Uma das razões para o governo intensificar sua campanha política contra a APR poderia ser que, para contornar as sanções econômicas do imperialismo norte-americano, bem como superar a profunda crise econômica que existe atualmente, o governo de Maduro vá muito além da direita, aprofundando suas políticas monetaristas e aumentando as privatizações. Medidas desse tipo sempre significarão um fardo ainda mais pesado para as massas trabalhadoras e, nesse contexto, a APR poderá desempenhar um papel importante, organizando e liderando protestos de massa contra o pacote de medidas econômicas que está por vir nos próximos meses.

De fato, os resultados da APR nas eleições para a Assembleia Nacional foram muito modestos: 2,73% dos votos e um de seus membros eleito para a Assembleia. Entre as razões para isso estavam a censura da mídia, a falta de dinheiro e a propaganda negativa da direção do PSUV. É uma pequena força, mas ainda conserva muito potencial político. Esse potencial decorre de suas ideias políticas e das principais demandas que vem levantando desde o seu lançamento, em agosto do ano passado. Portanto, é lógico pensar que existe algum temor na liderança bolivariana em relação a esse potencial e que isso pode levar a APR a se tornar uma força política maior no país.

Alegações sérias

Em 23 de janeiro, durante a comemoração da derrubada da ditadura de Pérez Jiménez por um levante de massas em 1958 – que, historicamente, é um símbolo da esquerda – o presidente Maduro fez um discurso na chamada Varanda do Povo, no palácio Miraflores. Na ocasião, ele disse: “Há uns divisionistas aí tentando danificar o chavismo a partir de dentro. Te aviso… Pela primeira vez, aviso isso. Cuidado com os divisionistas que tentam se chamar de Marxistas-Leninistas e dizer que são ‘mais chavistas do que Chávez’. Tenham cuidado porque, por trás deles, está a mão do imperialismo norte-americano. Fiquem alertas nos bairros, nas universidades, nas ruas.

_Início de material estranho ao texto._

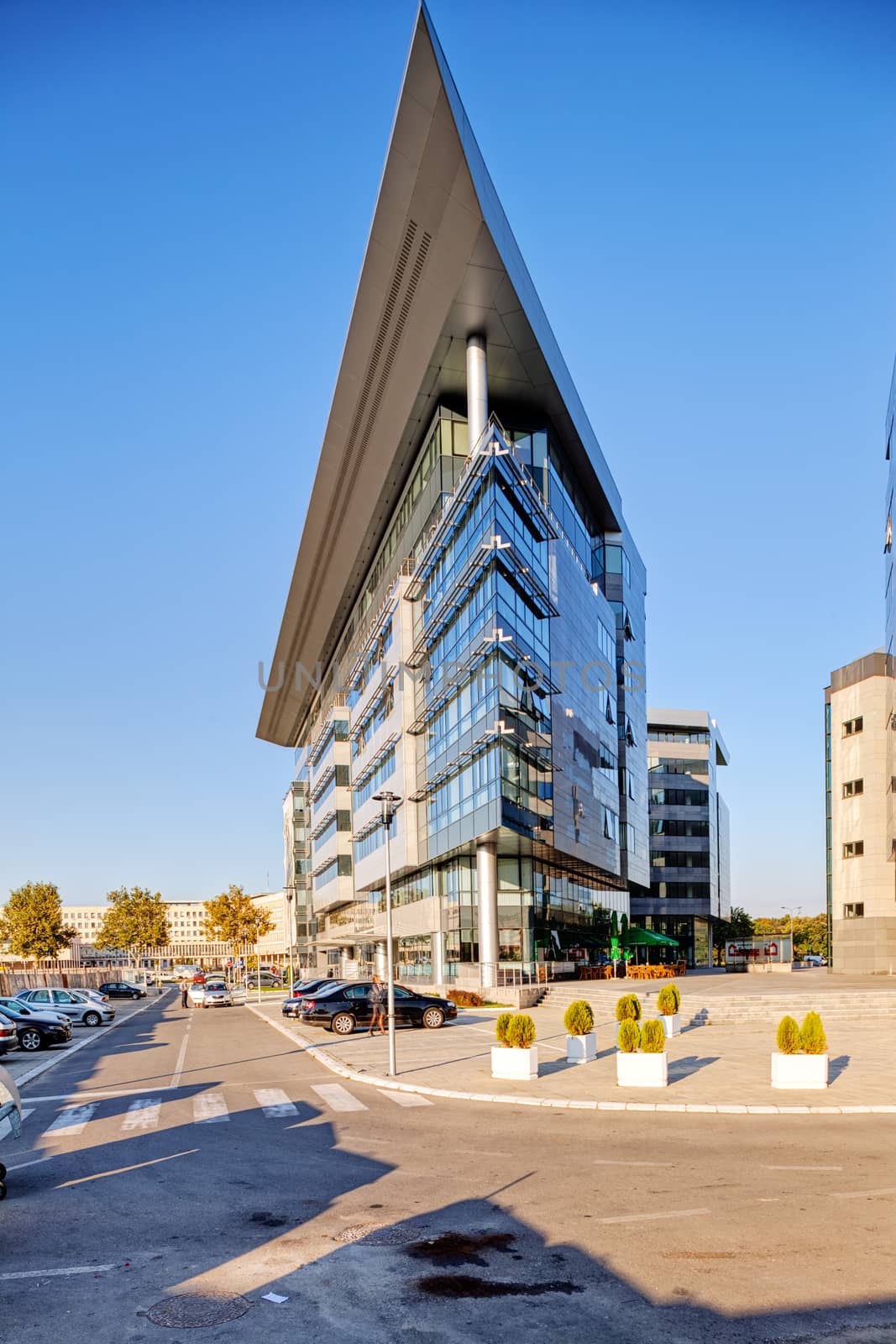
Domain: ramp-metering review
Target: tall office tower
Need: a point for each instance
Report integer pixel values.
(689, 833)
(465, 624)
(860, 784)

Dois dias depois, durante uma reunião de liderança do PSUV, Maduro repetiu suas alegações, adicionando um apelo para expor os “divisionistas” e as implicações do crime: “Decidimos no Diretório Nacional do Partido Socialista Unificado da Venezuela convocar unitariamente todas as forças do Grande Polo Patriótico, para consolidar uma grande aliança nacional e denunciar frontalmente os divisionistas com seus nomes e sobrenomes onde quer que se encontrem, diante do país e diante do mundo, porque é um crime contra a Pátria, a paz e a revolução, tentar dividir o movimento revolucionário venezuelano.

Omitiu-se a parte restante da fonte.